Rockbursts are one of the negative phenomena accompanying underground mining. A large quantity of energy is released during a tremor. The energy causes propagation of seismic waves that reach the surface of the earth. They induce the building vibrations subsequently. Although these tremors are strictly connected with human activity, they differ considerably from other paraseismic vibrations. They are not subject to human control and they develop in an uncontrolled manner. In Poland, mining tremors resulted from underground raw mineral material exploitations in Legnica-Glogow Copperfield (LGC) induce the surface horizontal vibrations reaching even 0.2 acceleration of gravity (g) and vertical components reaching 0.3g. The large scale of the effects might be shown by the fact that the intensity of surface vibrations is greater than the predicted (and taken into consideration in structural design) intensity of vibrations from earthquakes in neighbouring countries: Slovak Republic, Czech Republic and Germany.
Soil-structure interaction is a very important problem from the engineering point of view. The prognosis of vibration influences on structures as well as estimation of the way of ground vibrations transmission to building basements are essential. The comparison of maximal values (amplitudes) of vibrations (accelerations, velocities and displacements) recorded at the same time on the ground and on the basement level is the simplest and very often employed way of estimation of the vibrations transmission from the ground to the building.

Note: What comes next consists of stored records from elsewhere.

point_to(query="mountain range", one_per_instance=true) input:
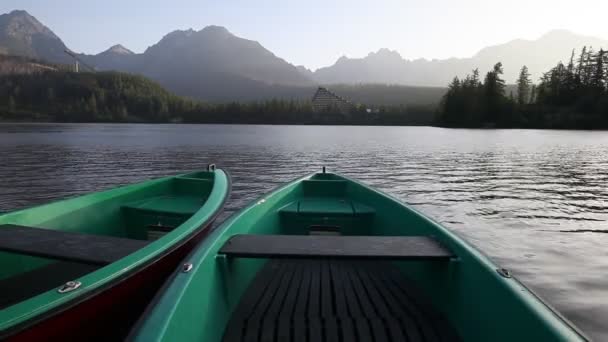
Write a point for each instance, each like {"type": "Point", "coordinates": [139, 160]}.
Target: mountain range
{"type": "Point", "coordinates": [214, 64]}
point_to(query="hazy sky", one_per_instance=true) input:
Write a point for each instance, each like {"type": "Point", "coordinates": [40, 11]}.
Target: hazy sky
{"type": "Point", "coordinates": [315, 33]}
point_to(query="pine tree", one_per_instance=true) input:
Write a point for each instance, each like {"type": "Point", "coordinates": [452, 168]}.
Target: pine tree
{"type": "Point", "coordinates": [11, 104]}
{"type": "Point", "coordinates": [523, 86]}
{"type": "Point", "coordinates": [598, 76]}
{"type": "Point", "coordinates": [532, 94]}
{"type": "Point", "coordinates": [494, 92]}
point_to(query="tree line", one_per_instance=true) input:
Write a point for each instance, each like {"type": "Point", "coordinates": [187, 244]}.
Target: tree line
{"type": "Point", "coordinates": [119, 97]}
{"type": "Point", "coordinates": [574, 95]}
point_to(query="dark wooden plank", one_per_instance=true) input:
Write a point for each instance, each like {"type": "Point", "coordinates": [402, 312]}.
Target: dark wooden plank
{"type": "Point", "coordinates": [400, 319]}
{"type": "Point", "coordinates": [436, 322]}
{"type": "Point", "coordinates": [347, 330]}
{"type": "Point", "coordinates": [234, 331]}
{"type": "Point", "coordinates": [29, 284]}
{"type": "Point", "coordinates": [69, 246]}
{"type": "Point", "coordinates": [378, 330]}
{"type": "Point", "coordinates": [314, 296]}
{"type": "Point", "coordinates": [367, 308]}
{"type": "Point", "coordinates": [299, 330]}
{"type": "Point", "coordinates": [281, 293]}
{"type": "Point", "coordinates": [301, 307]}
{"type": "Point", "coordinates": [284, 329]}
{"type": "Point", "coordinates": [327, 300]}
{"type": "Point", "coordinates": [293, 292]}
{"type": "Point", "coordinates": [268, 329]}
{"type": "Point", "coordinates": [258, 287]}
{"type": "Point", "coordinates": [378, 304]}
{"type": "Point", "coordinates": [315, 330]}
{"type": "Point", "coordinates": [362, 329]}
{"type": "Point", "coordinates": [375, 298]}
{"type": "Point", "coordinates": [395, 332]}
{"type": "Point", "coordinates": [346, 247]}
{"type": "Point", "coordinates": [354, 308]}
{"type": "Point", "coordinates": [255, 321]}
{"type": "Point", "coordinates": [338, 290]}
{"type": "Point", "coordinates": [391, 281]}
{"type": "Point", "coordinates": [331, 330]}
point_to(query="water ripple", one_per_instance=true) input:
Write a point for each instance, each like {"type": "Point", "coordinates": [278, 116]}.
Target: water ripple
{"type": "Point", "coordinates": [512, 193]}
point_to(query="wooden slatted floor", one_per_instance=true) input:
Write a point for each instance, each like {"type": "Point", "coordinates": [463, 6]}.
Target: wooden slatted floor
{"type": "Point", "coordinates": [334, 300]}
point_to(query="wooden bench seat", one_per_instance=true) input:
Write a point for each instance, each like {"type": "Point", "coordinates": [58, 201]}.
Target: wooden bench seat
{"type": "Point", "coordinates": [335, 300]}
{"type": "Point", "coordinates": [339, 247]}
{"type": "Point", "coordinates": [69, 246]}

The paper deals with an application of artificial neural networks (ANNs) for evaluation of soilstructure interaction in case of the transmission of ground vibrations from mining tremors to building basement. The problem is analysed with respect to typical prefabricated eleven-storey building with load bearing walls. The influence of mining tremors parameters as mining tremor energy and epicentral distance on the soil-structure interaction effect is also discussed. The parameters are estimated as approximate values found experimentally. Therefore the linguistic variables associated with the fuzzy character of the parameters are introduced in the neural network analysis.
From the obtained results it can be stated that application of simple neural networks enables us to predict the building foundation vibrations with satisfactory accuracy, thus effects of the transmission of ground vibrations to building foundation (soil-structure interaction) may be analysed using neural networks.